Qu’est-ce vraiment que le Peer-to-Peer ? Drôle de question, et pourtant la réponse s’éloigne aujourd’hui de plus en plus de la vérité. Le P2P est devenu synonyme d’échange de fichiers (serait-on tenter de spécifier « pirates »), alors qu’il s’agit d’une technologie bien plus globale qui pourrait remettre tout l’Internet sur de bons rails d’ici une dizaine d’années.

Dans un excellent article paru dans la revue Technology, Simson Garfinkel explique comment le P2P est appelé à se généraliser à l’ensemble du web pour en améliorer la fiabilité. En fait, c’est finalement un grand retour aux sources qui est en train de se produire avec la démocratisation de Kazaa, et surtout le développement de logiciels de P2P dédiés à d’autres fins que l’échange de fichiers, comme Skype pour la téléphonie via Internet.

Internet fut en effet créé à l’origine avec à l’esprit une architecture « de pair à pair », chaque internaute contribuant au savoir global partagé sur le réseau des réseaux. C’était le mythe d’un Internet vu comme un un gigantesque forum scientifique, où chaque ordinateur connecté était à la fois client et serveur. Mais de plus en plus le système « de pair à pair » (Peer-to-Peer) a évolué vers une architecture « de client à serveur », largement dominante aujourd’hui. Le problème est qu’en passant du Peer-to-Peer aux serveurs, Internet s’est globalement centralisé, et donc s’est largement fragilisé. Si un serveur tombe, les données qu’il contient deviennent inaccessibles. D’où le mot d’ordre donné : « décentralisation ! ». Du serveur DNS qui permet de contacter un site Internet à partir de son nom de domaine aux sites Internet eux-même, toute l’architecture du net peut être décentralisée à l’aide de réseaux Peer-to-Peer.

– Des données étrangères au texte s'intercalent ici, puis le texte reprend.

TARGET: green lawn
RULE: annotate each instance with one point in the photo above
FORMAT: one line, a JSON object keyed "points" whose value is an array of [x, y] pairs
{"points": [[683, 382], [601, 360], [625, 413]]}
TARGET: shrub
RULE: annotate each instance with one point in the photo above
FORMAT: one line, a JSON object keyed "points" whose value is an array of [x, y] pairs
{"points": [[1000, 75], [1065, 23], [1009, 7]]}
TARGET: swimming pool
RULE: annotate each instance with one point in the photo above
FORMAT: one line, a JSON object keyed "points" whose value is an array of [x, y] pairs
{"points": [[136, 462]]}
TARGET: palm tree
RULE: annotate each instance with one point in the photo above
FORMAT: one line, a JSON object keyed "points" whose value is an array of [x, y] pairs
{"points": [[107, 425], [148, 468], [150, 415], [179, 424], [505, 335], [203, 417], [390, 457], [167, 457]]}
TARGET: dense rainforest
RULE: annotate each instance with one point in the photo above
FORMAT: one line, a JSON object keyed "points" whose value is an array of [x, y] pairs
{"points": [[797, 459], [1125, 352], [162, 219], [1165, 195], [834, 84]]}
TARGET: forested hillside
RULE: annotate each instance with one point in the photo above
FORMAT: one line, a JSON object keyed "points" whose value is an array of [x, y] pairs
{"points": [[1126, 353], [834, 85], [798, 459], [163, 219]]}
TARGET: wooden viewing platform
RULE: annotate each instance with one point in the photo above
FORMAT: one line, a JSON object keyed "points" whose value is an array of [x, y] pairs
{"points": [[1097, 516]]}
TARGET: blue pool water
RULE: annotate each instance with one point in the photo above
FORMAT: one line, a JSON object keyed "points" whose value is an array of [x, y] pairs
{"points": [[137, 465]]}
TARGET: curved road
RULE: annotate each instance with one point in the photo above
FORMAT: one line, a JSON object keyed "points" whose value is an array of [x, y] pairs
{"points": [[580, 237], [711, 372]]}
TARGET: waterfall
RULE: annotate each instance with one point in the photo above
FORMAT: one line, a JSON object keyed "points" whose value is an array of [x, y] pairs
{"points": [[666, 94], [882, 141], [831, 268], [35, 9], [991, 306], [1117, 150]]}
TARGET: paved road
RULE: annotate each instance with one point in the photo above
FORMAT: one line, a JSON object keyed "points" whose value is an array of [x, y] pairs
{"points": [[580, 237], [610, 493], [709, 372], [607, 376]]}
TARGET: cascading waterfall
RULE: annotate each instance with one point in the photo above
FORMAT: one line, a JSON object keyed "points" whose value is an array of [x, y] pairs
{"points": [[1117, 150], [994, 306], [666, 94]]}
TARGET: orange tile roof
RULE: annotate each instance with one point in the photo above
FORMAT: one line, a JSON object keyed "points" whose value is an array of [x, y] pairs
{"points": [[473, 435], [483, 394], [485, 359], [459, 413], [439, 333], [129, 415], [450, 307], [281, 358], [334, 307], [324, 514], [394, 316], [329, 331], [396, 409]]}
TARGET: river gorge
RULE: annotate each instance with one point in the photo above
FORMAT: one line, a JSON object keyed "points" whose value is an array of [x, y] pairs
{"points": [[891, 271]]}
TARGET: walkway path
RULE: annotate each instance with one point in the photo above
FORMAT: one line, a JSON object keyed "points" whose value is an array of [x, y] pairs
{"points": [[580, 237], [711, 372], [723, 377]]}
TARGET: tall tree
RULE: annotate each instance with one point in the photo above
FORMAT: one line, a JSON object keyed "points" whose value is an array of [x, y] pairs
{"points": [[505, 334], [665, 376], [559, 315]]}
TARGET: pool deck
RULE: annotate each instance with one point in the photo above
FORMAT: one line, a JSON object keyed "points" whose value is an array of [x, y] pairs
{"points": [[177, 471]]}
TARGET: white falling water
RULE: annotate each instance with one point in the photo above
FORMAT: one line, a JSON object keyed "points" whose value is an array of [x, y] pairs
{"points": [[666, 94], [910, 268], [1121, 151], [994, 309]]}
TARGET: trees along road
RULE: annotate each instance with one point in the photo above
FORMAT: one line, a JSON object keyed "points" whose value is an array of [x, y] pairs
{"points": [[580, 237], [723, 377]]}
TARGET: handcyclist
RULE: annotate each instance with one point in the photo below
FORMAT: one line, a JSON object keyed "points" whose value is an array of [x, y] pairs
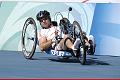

Le P2P : une surcouche réseau bénéfique pour Internet

Là où l’idée devient plus originale, c’est quand Simon Garfinkel explique que le P2P fonctionne comme une « surcouche réseau » (Overlay Network) qui vient remettre les choses comme elles devraient l’être. Pour que vous puissiez lire cet article hébergé sur le serveur de Ratiatum à Chicago, les informations ont normalement circulé jusqu’à vous à travers le monde par les routes les plus rapides et les plus fiables. Mais cette théorie n’est plus du tout vrai aujourd’hui. Les fournisseurs d’accès passent de nombreux accords avec leurs homologues étrangers pour utiliser respectivement certaines routes communes, et ainsi minimiser les coûts. Plutôt que d’emprunter les routes les plus rapides, les informations passent donc maintenant davantage par les routes les moins chères. Avec le Peer-to-Peer se crée une surcouche réseau qui force les paquets à emprunter les routes les meilleures, point par point, sans subir les stratégies financières des fournisseurs d’accès.

Les avantages de la « P2Pisation d’Internet » sont très nombreux, aussi bien d’un point de vue technique que politique. Techniquement, les problèmes de serveurs surchargés disparaitraient, et politiquement Internet deviendrait bien moins contrôlable qu’il ne l’est actuellement, que ça soit par les majors du disque ou les différents gouvernements. Selon Garfinkel, le Peer-to-Peer pourrait être généralisé à l’ensemble d’Internet d’ici dix ou quinze ans, si tant est que l’on veuille bien le solidifier plutôt que de l’affaiblir comme on le fait actuellement.